1. It could take at least a week for Americans to get free at-home COVID-19 tests

Amid a surge of COVID-19 cases that has driven up demand for tests, the Biden administration announced today that Americans can begin ordering free at-home COVID-19 tests starting Jan. 19, reports NPR.

Households can order up to four tests through COVIDTests.gov.

But the White House said tests will ship within 7-12 days of ordering, meaning most Americans won’t receive them until the end of January. In some parts of the country, that could be well after the peak of the current omicron wave. [NPR]

In Cook County, deaths from COVID-19 have reached their highest weekly number since December of 2020. [WBEZ]

Meanwhile, my friends over at the Chicago Sun-Times have an easy-to-read report that dispels some myths surrounding the fast-spreading omicron variant, such as the notion that because omicron is mild, it’s not that bad.

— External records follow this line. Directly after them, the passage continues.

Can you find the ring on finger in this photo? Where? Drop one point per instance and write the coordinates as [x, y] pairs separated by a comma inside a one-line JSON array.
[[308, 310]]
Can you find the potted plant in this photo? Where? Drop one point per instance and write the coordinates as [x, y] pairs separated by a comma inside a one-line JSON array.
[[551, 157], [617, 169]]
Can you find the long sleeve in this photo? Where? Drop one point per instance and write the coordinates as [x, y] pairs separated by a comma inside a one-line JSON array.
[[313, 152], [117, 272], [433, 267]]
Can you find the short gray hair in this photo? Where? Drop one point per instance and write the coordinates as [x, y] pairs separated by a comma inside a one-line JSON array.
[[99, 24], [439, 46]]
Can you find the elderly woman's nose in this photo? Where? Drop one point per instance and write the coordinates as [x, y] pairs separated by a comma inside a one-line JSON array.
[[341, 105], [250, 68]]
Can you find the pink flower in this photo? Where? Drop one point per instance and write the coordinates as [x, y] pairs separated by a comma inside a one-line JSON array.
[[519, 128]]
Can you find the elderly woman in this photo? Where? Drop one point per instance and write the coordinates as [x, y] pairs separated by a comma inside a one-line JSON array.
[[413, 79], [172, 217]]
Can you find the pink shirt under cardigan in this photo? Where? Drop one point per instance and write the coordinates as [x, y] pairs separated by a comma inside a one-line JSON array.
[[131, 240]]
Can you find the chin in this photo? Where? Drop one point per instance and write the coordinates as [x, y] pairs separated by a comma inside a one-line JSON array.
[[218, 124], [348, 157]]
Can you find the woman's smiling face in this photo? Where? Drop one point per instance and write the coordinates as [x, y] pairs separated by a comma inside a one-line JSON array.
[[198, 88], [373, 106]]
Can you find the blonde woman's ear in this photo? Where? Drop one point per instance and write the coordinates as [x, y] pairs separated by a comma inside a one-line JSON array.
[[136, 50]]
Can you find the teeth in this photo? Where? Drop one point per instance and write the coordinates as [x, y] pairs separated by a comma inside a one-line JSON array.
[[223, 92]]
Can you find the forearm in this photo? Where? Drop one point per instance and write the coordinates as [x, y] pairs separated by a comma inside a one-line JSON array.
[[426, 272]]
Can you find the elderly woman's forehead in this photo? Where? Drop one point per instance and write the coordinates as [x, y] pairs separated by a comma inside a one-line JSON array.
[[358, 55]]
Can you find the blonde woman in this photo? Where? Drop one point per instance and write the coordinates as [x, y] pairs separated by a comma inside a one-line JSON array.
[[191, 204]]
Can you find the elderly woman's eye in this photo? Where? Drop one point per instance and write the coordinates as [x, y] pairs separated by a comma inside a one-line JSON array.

“You may be lucky and not have a severe case, and the odds of that are good if you’re young, healthy and vaccinated,” said Dr. Mark Loafman with Cook County Health. “But we see lots of people, mostly unvaccinated, who are sick for three to four weeks in the hospital, followed by the unknowns of long COVID, which is still being studied. It’s not safe.” [Sun-Times]

2. Russia has deployed saboteurs into Ukraine to provide a pretext for an invasion, U.S. says

The Biden administration says Russia is plotting a “false flag” operation inside Ukraine that Moscow could use to justify an invasion, reports The Washington Post.

“The operatives are trained in urban warfare and in using explosives to carry out acts of sabotage against Russia’s own proxy-forces,” said a U.S. official.

The invasion could take place between mid-January and mid-February, the official added. The White House and its European allies have vowed to place significant sanctions on Russia if it goes to war with Ukraine. [WaPo]

Ukraine this week was hit by a massive and ominous cyberattack that targeted government websites, warning people to “be afraid and expect the worst.” [NPR]

U.S. Secretary of State Antony Blinken tells NPR that the U.S. is “fully prepared” and is planning “things that we have not done in the past” in the event of a Russian invasion. [NPR]

Blinken did not elaborate, but The New York Times reported this week that the U.S. may support insurgents in Ukraine if a Russian invasion occurs, reviving “the specter of a new Cold War.” [NYT]

3. Democrats are pushing for more pandemic aid

Federal lawmakers are currently negotiating over a new spending plan to prevent a government shutdown on Feb. 18.

And Democrats are hoping to include another round of pandemic relief in the plan, reports The Washington Post.

The talks have just started, but among the ideas being floated are “ways to boost testing, expand the availability of vaccines, invest in therapeutics and shore up any small businesses that still need financial help,” the newspaper reports.

Some Democrats also want to provide aid to families, especially ones who are out of work because of the highly contagious omicron variant. [Washington Post]

These discussions are happening as the child tax credit comes to an end. The credit was part of President Joe Biden’s $1.9 trillion coronavirus relief package, and researchers say it helped reduce child poverty. [AP]

4. Fact-checking Lightfoot’s claims of what is helping fuel Chicago’s surge in violence

Mayor Lori Lightfoot and her allies have partially blamed a spike in violence on defendants who are on electronic monitoring while awaiting trial.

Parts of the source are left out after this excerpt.